The gas station has free wifi and a snack bar. Every day Pope buys $1 coffee and $6 lunch specials, and checks email. For  five days he has searched the Internet for parts for our 30-year-old, obsolete engine, contacting every cruiser and mechanic he knew, enlisting others at home to make calls.
The lunch menu at the gas station includes pork chops with delicious "peas & rice," the local staple.

On the dock, the boat is hooked up to electricity, so we can use our electric hot plate, water heater, and fans. The heat and humidity are similar to Washington, DC in late summer (without air conditioning), and the no-see-ums harrass me constantly.We  blazenly walked into our old marina down the street two days ago to take a shower. Yesterday I just poured jugs of water over my head. (And did I mention that the boat rocks? And everything is damp?)
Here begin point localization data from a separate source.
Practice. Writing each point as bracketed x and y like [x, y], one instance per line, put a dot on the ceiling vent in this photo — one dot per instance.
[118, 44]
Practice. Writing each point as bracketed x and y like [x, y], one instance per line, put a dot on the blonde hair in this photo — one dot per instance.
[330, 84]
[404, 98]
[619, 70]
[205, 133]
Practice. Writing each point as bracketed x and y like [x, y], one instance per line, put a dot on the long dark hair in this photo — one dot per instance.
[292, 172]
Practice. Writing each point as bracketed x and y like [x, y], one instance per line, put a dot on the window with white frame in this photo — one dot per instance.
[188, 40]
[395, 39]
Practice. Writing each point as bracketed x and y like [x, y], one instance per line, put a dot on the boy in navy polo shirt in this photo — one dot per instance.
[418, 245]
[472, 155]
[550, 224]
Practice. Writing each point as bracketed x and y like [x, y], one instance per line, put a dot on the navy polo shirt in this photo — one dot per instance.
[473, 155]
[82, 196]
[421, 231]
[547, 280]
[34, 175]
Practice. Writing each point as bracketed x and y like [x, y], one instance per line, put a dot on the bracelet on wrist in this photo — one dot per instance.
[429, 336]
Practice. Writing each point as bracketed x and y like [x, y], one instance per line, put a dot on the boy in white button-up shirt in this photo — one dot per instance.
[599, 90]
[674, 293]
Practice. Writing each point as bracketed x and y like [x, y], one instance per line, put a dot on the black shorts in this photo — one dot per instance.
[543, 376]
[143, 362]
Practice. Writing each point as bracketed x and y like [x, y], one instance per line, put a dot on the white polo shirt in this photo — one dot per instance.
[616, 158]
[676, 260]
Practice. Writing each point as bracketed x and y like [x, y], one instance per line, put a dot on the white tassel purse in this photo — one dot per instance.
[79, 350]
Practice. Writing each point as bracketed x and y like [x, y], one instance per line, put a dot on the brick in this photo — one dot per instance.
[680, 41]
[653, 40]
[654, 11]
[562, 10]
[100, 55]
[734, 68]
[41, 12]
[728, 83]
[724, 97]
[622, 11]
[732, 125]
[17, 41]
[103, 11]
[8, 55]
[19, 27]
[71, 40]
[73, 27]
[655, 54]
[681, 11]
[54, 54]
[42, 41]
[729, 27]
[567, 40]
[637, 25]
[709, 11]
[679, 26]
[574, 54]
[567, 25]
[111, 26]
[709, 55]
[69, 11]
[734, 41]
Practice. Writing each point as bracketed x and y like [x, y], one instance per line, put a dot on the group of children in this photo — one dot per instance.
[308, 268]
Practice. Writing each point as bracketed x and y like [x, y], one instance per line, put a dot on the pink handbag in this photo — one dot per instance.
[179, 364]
I'm relaxed because, for the first time in three months, we are not rushing anywhere, we are not preparing for a crossing or even a short cruise, we are not constantly analyzing the weather forecast, and--most of all--we have stopped tussling with wind, waves, chop, and water depth!

We made friends with Gabe and Gail on the trawler Sea Wolf, whom we docked next to last week at Harbour Club (they left for the Exumas), and Judy and Dave on the 31-foot sailboat Wren, which two days ago got towed to Harbour Club Marina by the Royal Bahamian Navy. It's rare to see a boat as small as our 30-foot in the Bahamas, and this one--no kidding-- also has a broken-down 30-year-old engine. Judy and Dave suggested sailing together to Miami and fixing the engines there. However, they have already been to the Exumas, and we haven't arrived yet!
Today I took off my anxious countenance, gave my chewed fingernsils a rest, and took the bus to lovely turquoise Love Beach, encircled  by reefs. No photos--too risky to leave a camera or wallet on the sand. All the stores here have locked doors; you have to be buzzed in. The headlines scream murder and mayhem. We watch our pockets on the streets.

Still, the beach was beautiful! And tonight, we're cooking beans and rice of our own, at "home"!